La sezione “Bonsignore” aveva ovviamente contribuito a tutta l’attività controinformativa, preventiva e repressiva: veniva segnalato che la mole del lavoro svolto, poteva essere compendiata in due cifre: lettere ricevute 75.820 e 41.561 quelle spedite. In conclusione, il servizio di controspionaggio militare, seppur creato solamente l’anno precedente, aveva raggiunto un livello di rendimento adeguato alle esigenze della guerra.

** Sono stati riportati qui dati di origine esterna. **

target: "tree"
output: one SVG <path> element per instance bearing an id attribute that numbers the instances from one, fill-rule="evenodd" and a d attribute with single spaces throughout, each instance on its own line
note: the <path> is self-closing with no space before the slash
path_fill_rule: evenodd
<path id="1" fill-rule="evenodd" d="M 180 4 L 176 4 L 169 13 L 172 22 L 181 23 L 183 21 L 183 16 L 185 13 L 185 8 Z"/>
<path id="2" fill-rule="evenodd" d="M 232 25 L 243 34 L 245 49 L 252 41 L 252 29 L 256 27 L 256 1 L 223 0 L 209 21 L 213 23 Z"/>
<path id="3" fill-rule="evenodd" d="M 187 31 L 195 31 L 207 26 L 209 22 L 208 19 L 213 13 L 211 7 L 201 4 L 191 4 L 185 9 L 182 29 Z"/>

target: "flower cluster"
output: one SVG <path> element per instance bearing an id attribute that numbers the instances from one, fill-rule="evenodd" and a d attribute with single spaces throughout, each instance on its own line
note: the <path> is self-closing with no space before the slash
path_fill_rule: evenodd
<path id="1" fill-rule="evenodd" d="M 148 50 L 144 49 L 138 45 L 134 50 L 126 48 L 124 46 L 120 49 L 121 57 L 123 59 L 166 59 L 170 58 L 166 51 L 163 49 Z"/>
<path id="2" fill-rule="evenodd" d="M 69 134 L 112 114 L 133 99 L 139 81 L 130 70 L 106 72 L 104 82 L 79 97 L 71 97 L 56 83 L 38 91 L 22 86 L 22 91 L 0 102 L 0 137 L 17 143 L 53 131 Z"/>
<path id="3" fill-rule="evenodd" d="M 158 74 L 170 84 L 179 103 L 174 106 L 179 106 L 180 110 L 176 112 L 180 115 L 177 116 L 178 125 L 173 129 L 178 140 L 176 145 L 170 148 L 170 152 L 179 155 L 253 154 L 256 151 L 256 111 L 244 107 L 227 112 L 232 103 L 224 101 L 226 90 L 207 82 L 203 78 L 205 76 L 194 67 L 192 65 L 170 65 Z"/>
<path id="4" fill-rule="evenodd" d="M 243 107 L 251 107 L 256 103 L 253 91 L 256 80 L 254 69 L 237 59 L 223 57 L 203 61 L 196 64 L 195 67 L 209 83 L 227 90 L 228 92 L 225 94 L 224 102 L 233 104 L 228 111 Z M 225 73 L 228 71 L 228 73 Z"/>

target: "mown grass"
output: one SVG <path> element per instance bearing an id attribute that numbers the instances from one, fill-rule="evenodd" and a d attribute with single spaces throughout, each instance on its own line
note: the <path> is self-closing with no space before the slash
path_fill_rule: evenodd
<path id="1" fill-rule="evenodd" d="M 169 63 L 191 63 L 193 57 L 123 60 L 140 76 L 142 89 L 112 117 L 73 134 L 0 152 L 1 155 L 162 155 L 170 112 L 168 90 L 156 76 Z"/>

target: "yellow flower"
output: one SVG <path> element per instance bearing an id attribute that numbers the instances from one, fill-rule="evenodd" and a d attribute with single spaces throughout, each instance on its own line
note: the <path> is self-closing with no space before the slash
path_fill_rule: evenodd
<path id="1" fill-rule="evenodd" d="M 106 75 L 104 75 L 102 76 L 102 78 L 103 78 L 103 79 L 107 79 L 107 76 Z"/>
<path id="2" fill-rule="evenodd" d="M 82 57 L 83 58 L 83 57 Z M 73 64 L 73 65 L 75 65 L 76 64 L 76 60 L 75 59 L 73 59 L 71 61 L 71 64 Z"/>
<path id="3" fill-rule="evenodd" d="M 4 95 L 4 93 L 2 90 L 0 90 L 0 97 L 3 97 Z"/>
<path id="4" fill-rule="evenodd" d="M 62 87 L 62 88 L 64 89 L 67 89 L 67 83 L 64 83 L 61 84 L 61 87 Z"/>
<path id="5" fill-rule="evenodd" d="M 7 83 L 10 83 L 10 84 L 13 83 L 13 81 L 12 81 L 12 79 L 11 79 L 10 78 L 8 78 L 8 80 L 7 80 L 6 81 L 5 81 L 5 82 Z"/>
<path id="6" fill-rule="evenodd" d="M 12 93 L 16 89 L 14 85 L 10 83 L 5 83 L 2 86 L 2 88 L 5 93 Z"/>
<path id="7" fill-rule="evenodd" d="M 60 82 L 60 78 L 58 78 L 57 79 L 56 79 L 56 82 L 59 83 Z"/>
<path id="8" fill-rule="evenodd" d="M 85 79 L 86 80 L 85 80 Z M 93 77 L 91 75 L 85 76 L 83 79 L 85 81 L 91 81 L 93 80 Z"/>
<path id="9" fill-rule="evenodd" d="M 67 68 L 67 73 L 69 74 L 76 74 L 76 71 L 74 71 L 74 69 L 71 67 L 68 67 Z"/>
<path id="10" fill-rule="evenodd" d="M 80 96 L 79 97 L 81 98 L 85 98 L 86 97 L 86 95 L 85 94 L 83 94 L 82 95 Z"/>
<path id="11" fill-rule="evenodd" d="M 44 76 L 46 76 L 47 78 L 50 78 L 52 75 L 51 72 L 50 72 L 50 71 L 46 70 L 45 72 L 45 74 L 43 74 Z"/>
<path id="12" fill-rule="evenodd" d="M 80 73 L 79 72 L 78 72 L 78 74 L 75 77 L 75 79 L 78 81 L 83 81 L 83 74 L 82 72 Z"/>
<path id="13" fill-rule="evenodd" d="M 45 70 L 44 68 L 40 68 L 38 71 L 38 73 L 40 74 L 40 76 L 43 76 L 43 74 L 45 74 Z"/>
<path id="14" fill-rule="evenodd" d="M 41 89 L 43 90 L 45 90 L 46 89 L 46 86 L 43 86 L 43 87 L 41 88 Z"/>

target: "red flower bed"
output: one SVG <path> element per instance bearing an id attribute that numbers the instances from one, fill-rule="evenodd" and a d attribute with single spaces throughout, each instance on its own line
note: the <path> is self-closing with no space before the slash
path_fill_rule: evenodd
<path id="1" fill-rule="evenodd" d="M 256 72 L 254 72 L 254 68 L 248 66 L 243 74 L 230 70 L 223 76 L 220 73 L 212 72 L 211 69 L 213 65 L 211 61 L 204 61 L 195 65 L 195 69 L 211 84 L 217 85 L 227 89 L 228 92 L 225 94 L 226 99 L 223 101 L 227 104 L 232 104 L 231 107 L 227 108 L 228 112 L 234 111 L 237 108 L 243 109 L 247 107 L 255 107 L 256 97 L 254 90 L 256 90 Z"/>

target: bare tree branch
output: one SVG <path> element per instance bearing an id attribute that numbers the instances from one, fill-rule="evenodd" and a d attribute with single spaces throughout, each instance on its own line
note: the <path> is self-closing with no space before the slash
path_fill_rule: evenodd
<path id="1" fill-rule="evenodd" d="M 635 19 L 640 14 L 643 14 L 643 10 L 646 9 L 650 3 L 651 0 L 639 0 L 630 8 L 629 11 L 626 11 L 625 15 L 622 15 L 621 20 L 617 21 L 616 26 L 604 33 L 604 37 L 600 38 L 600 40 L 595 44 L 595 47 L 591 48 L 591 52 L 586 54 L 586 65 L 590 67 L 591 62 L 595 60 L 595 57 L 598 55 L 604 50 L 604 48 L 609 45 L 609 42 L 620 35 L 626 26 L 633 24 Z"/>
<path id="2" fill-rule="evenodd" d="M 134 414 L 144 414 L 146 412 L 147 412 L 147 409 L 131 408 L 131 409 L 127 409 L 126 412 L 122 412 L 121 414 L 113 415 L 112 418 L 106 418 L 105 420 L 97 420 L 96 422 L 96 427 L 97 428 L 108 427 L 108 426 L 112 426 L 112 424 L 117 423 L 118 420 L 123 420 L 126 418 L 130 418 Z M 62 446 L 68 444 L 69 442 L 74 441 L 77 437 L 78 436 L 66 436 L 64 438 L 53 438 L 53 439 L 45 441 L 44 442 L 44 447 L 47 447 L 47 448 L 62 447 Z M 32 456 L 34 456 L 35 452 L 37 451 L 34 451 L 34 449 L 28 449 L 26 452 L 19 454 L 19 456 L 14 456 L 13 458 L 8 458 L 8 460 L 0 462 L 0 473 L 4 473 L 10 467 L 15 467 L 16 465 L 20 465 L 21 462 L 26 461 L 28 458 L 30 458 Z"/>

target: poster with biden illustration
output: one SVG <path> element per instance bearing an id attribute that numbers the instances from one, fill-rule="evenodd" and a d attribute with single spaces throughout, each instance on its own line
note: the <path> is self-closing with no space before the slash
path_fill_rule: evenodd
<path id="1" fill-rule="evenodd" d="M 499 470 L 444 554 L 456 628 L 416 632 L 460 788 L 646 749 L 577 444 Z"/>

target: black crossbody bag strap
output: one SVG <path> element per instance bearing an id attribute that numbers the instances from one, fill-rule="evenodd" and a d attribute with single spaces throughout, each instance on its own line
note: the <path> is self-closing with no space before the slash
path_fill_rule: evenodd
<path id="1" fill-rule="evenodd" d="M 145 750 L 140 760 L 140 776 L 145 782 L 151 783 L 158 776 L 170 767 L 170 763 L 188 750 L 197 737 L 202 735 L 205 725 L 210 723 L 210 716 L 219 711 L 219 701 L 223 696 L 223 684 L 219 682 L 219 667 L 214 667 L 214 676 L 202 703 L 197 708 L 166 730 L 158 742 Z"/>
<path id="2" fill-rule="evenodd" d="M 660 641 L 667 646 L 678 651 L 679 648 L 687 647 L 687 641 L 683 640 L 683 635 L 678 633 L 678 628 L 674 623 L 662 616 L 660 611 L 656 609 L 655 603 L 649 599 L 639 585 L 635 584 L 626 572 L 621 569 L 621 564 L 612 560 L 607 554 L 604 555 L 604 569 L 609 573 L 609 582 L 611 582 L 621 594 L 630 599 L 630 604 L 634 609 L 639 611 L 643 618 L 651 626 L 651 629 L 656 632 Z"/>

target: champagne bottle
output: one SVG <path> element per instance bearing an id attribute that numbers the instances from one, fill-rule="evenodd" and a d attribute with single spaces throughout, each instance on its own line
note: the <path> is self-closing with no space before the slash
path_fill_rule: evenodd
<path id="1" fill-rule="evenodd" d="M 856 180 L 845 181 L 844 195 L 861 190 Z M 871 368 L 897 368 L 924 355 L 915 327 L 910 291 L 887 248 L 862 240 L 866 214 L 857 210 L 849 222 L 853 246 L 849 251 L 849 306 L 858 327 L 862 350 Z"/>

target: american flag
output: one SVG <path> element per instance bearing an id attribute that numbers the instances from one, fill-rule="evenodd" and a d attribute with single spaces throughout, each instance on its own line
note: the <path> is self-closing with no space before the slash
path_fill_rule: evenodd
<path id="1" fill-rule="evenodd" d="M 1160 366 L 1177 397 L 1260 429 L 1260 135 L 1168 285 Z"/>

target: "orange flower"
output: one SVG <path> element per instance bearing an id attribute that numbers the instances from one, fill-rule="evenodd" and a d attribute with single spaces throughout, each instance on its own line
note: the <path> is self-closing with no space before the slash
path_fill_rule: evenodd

Scriveva a tal proposito Amè: per ampiezza e saldezza di organizzazione, chiarezza di orientamenti e di direttive, precisa valutazione degli obiettivi da raggiungere hanno consentito al Servizio di conseguire vittoriosi successi su tutti i fronti della “guerra segreta”… condotta con inesauribile ricchezza di mezzi dai più potenti servizi informativi del mondo… il lavoro compiuto e i risultati raggiunti rappresentano indubbiamente un fermo punto Jdi arrivo, ma costituiscono soprattutto una sicura promessa per l’attività a venire…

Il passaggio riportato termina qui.